ORLEANS — Friday, July 18 was the last day of work for five employees at Lower Cape TV: Executive Director Teresa Martin; studio administrator Emma Fillion; production director Rafal Kowalczyk; producer of the arts-focused ArtsLight program Johnny Bergmann; and KidNews producer Leah Belliveau.
Two more staffers — community reporter Anna Westerberg and climate reporter Angela McNerney — are expected to be laid off at the end of August, Martin told the Independent. Both are finishing projects funded by external grants: a collaborative reporting project with the Falmouth Enterprise about the Americans With Disabilities Act and a documentary on climate change called Shifting Tides, to be screened at the Orpheum theater in Chatham on Aug. 21.
That means Martin’s nonprofit video newsroom, Cape Cod News, will no longer have Lower Cape TV as its main source of funding. She had been running Cape Cod News out of Lower Cape TV since 2017.
Martin said the station made fundraising efforts to help pay for the newsroom, but as income from Comcast declined, the LCTV board realized it would need to make cuts.

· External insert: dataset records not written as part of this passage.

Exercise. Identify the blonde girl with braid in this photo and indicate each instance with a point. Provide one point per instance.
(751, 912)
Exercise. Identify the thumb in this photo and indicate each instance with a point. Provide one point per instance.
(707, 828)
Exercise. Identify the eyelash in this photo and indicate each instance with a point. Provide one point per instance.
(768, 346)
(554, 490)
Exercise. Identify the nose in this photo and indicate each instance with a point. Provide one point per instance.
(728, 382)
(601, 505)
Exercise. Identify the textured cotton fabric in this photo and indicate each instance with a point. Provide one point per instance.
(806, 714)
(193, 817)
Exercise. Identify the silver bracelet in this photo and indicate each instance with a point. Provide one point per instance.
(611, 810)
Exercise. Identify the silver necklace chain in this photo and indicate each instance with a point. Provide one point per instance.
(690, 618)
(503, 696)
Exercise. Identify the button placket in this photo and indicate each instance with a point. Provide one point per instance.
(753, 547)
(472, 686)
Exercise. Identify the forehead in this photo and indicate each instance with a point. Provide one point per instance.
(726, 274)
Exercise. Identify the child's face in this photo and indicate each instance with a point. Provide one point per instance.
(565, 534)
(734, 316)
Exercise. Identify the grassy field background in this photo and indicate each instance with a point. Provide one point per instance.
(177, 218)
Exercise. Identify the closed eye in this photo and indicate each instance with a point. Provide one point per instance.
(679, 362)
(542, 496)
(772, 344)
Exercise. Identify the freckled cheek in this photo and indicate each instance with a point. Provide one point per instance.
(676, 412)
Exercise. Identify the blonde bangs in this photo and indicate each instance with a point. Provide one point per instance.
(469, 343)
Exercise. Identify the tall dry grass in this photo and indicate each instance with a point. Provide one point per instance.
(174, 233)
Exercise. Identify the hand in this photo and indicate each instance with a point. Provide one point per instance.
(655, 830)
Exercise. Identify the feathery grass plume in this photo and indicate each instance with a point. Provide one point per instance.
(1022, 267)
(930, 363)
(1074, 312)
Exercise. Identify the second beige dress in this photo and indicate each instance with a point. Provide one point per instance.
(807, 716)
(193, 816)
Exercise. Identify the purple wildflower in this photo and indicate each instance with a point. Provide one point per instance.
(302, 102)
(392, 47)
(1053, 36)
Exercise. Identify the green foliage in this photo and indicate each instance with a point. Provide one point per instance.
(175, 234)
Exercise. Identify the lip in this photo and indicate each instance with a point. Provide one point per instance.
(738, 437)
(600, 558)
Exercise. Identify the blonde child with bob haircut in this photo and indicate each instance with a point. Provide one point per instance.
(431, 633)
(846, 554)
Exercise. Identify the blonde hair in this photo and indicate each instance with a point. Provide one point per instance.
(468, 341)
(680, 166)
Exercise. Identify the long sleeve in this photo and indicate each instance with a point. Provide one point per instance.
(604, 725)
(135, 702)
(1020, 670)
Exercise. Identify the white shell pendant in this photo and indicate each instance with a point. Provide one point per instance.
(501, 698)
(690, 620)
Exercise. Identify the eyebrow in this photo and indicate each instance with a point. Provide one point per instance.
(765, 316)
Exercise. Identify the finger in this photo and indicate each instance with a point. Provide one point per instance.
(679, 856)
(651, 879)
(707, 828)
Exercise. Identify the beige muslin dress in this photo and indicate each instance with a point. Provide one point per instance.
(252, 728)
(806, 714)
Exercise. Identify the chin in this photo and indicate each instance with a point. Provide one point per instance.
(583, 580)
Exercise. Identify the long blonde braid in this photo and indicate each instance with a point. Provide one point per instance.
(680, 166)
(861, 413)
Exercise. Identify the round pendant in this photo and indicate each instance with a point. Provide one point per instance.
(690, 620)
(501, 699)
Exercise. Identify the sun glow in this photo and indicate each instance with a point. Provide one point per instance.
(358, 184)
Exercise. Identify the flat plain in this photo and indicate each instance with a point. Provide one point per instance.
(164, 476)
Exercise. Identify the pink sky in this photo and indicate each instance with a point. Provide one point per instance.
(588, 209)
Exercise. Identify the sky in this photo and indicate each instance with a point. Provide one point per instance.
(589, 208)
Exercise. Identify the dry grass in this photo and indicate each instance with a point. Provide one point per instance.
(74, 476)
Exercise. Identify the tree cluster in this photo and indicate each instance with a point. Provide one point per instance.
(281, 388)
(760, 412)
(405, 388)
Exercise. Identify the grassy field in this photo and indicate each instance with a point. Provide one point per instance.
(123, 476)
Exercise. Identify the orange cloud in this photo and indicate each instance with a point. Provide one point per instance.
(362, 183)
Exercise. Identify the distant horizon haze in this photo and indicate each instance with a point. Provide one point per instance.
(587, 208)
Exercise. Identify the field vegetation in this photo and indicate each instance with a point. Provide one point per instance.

On July 3, the board informed its employees that they could no longer fund the newsroom due to declining cable revenues and were laying off the bulk of the station’s staff, Martin said.
Current members of the board did not responded to the Independent’s requests for comment.
“It’s not like a news station was shut down because of lack of funding,” LCTV’s former board president, Walter Sebastian, told the Independent. “They started doing the news, but there really wasn’t a revenue stream that they generated to cover the cost of doing that.” Sebastian resigned in January.
Bev Hobbs, who was president until she resigned in August 2024, told the Independent she and other board members left over disagreements about how to fund the station’s continued operation.
“I thought everybody had to buckle down and start conserving funds, but others thought you had to spend money to make money,” she said.
Hobbs attributed the station’s financial trouble to the purchase of a $755,000 studio building on Namskaket Road in Orleans in 2021. Before that purchase, the studio had run out of Nauset Regional High School until construction necessitated the move.
“They were really getting a sweet deal at the high school,” Hobbs said. Cape Cod News likely would have been able to continue operating with grant funding and donations, she said, if not for the purchase and renovation of the new building.
Ultimately, Hobbs said, “I don’t think the news stuff they were doing was paying off at all. There was no alternative source of revenue.”
Funding Concerns
Much of the funding for Lower Cape TV comes from the 1984 Cable Act. “In exchange for cable companies using public rights of way, municipalities can ask for a vague thing called access,” Martin said. “Cable companies either provide it to you or give you money to do it yourself.”
“Access” takes the form of a PEG station — a locally run television station dedicated to public (P), educational (E), and government (G) content. Those stations are funded through a portion of a cable provider’s revenues and are regulated by a town’s cable television license agreement.
The money available to PEG stations is based solely on cable bills, not additional income a cable company receives from payments for telephone or internet service. As more customers leave cable television for online streaming services, the money available to PEG stations declines.
Even though Comcast effectively has a monopoly on internet and telephone services on Cape Cod, only its cable television revenue counts toward funding PEG stations.
The five towns served by LCTV have the option of appointing representatives to the station’s board of directors, Martin said, but not all the towns do it. When Sebastian stepped down in January, he was the only Eastham representative on the board.
What’s Next?
Most viewers watched the newsroom’s stories on the program’s website rather than the televised broadcasts, Martin said.
She said Cape Cod News will likely continue outside LCTV, and that she’ll continue to post articles through the summer on the newsroom’s website. “We’re looking at how to spin it off into a new home,” she said. “We have a great team of journalists and editors, and you can’t have enough local news.”
She said that more details would emerge in about two weeks.
“I would love to have all the answers right now, but it takes time to thoughtfully look at all the options,” she said, adding that she was looking into journalism grants to fund the newsroom operation and pay her staff.
“We can’t do it forever pro bono,” Martin said. “But once we find the funding stream, we’ll figure out how we best structure it.”
She declined to estimate the amount of money needed to continue the newsroom operation.
The future is also unclear for KidNews, a weekly program Belliveau offered to students at Nauset Middle School and Eddy Elementary in Brewster. She described KidNews as “a journalism course in a club-like setting,” in which students put together stories about what was happening in the Nauset district’s schools, practicing writing and public speaking as they produced episodes of video news.
Belliveau said she was not sure where future funding would come from. She’s been given space at Orleans Elementary to produce the program next year, and technology teacher Dawn Steber has expressed interest in integrating KidNews into her own curriculum.